Monday, September 27, 2021

Rather than being structurally unconscious, many higher mental processes might instead be victims of internal inattentional blindness: missing an otherwise consciously-accessible internal event because your attention was elsewhere

Morris, Adam. 2021. “Invisible Gorillas in the Mind: Internal Inattentional Blindness and the Prospect of Introspection Training.” PsyArXiv. September 26. doi:10.31234/osf.io/4nf5c

Abstract: Much of high-level cognition appears inaccessible to consciousness. Countless studies have revealed mental processes -- like those underlying our choices, beliefs, judgments, intuitions, etc. -- which people do not notice or report, and these findings have had a widespread influence on the theory and application of psychological science. However, the interpretation of these findings is uncertain. Making an analogy to perceptual consciousness research, I argue that much of the unconsciousness of high-level cognition is plausibly due to internal inattentional blindness: missing an otherwise consciously-accessible internal event because your attention was elsewhere.
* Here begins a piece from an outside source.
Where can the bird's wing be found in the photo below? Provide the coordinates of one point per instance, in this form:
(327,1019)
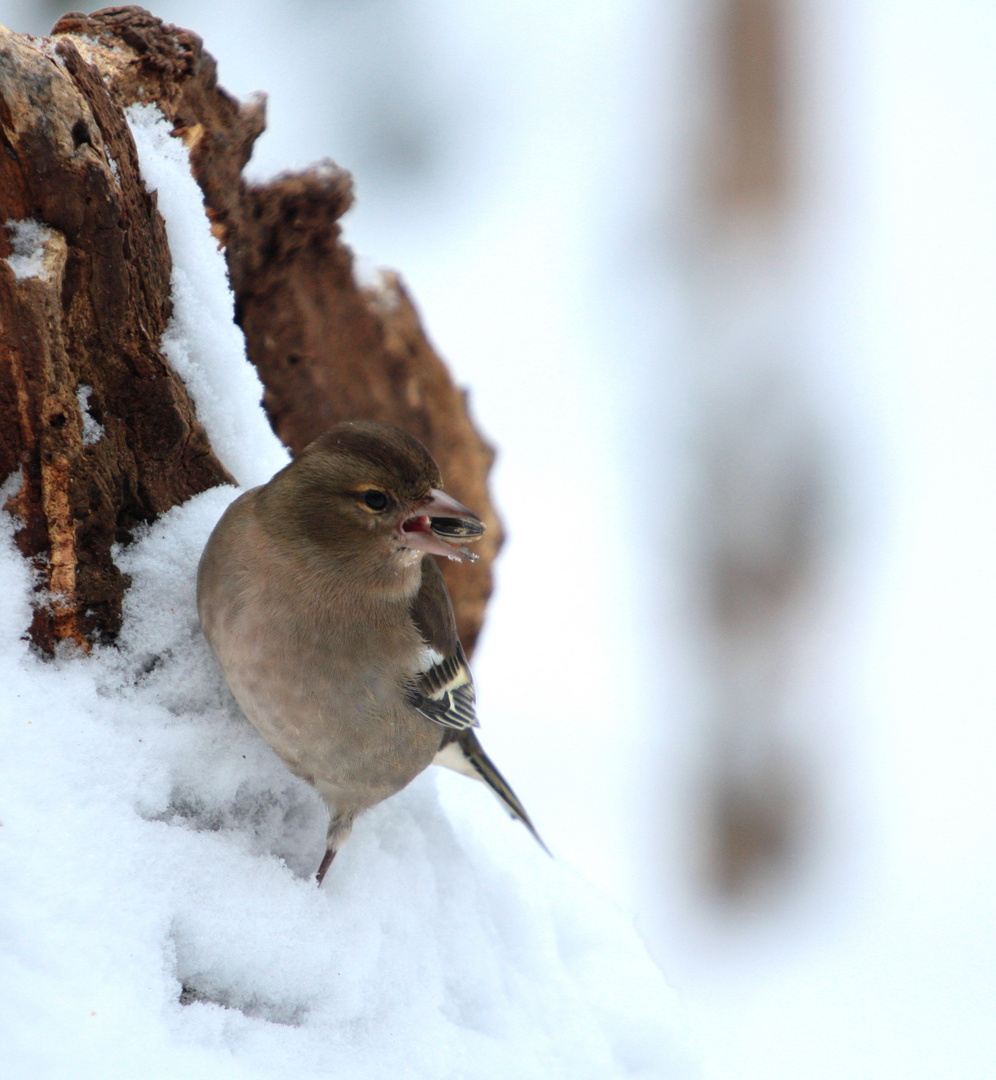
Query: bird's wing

In other words, rather than being structurally unconscious, many higher mental processes might instead be "preconscious", and would become conscious if a person attended to them. I synthesize existing indirect evidence for this claim, argue that it is a foundational and largely untested assumption in many applied interventions (such as therapy and mindfulness practices), and suggest that, with careful experimentation, it could form the basis for a long-sought-after science of introspection training.